Postings highlighter returns too many sentences

Sheker · March 29, 2016, 10:26pm

Hi all,

I have a problem with the postings highlighter. According to the docs:
"...the postings highlighter... outputs sentences regardless of their length."

So, by setting:
"number_of_fragments" : 1
I should only get one sentence back. This is what happens 90% of the times but sometimes I get a really long text which is obviously more than 1 sentence. For example: (the highlighted words are river and polluted)

It is a collegiate body with an advisory and deliberative of the Integrated Water Resources Management - working on Unit Water Resources Management 10, built by the state, municipalities and civil society, equally. [ 2 ] This committee took the initiative of civil society and currently includes 34 municipalities, 18 were located in Sorocaba River basin and 16 situated in the sub-basin of the upper Middle Tietê. [ 3 ] It has been a very polluted river due to industrial activities, mining, sewage without treatment, etc.

There are 3 sentences and the first two don't even have the highlighted words in them.
I think there is a bug here making the postings highlighter ignore '.' when followed by a '[' . I've noticed this to be the case in all bad highlighting results.

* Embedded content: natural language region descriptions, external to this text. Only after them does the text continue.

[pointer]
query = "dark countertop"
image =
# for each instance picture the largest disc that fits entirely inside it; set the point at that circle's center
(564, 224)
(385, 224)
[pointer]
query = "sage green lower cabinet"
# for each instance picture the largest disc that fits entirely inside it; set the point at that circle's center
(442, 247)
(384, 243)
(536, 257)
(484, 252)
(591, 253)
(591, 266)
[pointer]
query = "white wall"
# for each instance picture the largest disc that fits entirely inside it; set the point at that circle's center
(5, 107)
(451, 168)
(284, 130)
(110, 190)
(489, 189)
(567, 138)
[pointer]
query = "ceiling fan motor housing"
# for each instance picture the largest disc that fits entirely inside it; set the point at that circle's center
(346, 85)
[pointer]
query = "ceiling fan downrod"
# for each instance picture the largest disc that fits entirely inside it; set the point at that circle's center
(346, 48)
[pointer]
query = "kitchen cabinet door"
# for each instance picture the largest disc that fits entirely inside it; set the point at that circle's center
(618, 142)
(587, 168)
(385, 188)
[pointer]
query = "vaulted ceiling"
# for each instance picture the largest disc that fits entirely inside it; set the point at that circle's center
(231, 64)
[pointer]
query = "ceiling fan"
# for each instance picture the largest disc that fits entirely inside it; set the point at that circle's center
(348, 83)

Is this a known bug? or am I missing something?
Thanks

Sheker · March 30, 2016, 11:30am

Update:
Some testing shows this happens whenever '.' is not followed by a capital letter

javanna · April 1, 2016, 12:33pm

The lucene postings highlighter uses a java break iterator to split the text into sentences before performing the highlighting on those. What you get back is seen as a whole single sentence by the Java sentence break iterator. The reason seems to be indeed that after the punctuation mark '.' there should be a space and then a capital letter, but it doesn't happen in your text unfortunately. I am not sure how to fix this, it is not something that we can fix in elasticsearch as we simply expose this functionality. And the problem is not in lucene either as the break iterator is part of the jdk. What you can do is plug in a different break iterator, there may be other ones available that know better how to deal with this specific problem, probably open source ones, but I am not sure.

Sheker · April 1, 2016, 10:48pm

Thanks, I understand.
For now my solution to post-process the highlighted result and and cut it 60 chars before the first highlighted word and 60 chars after the last.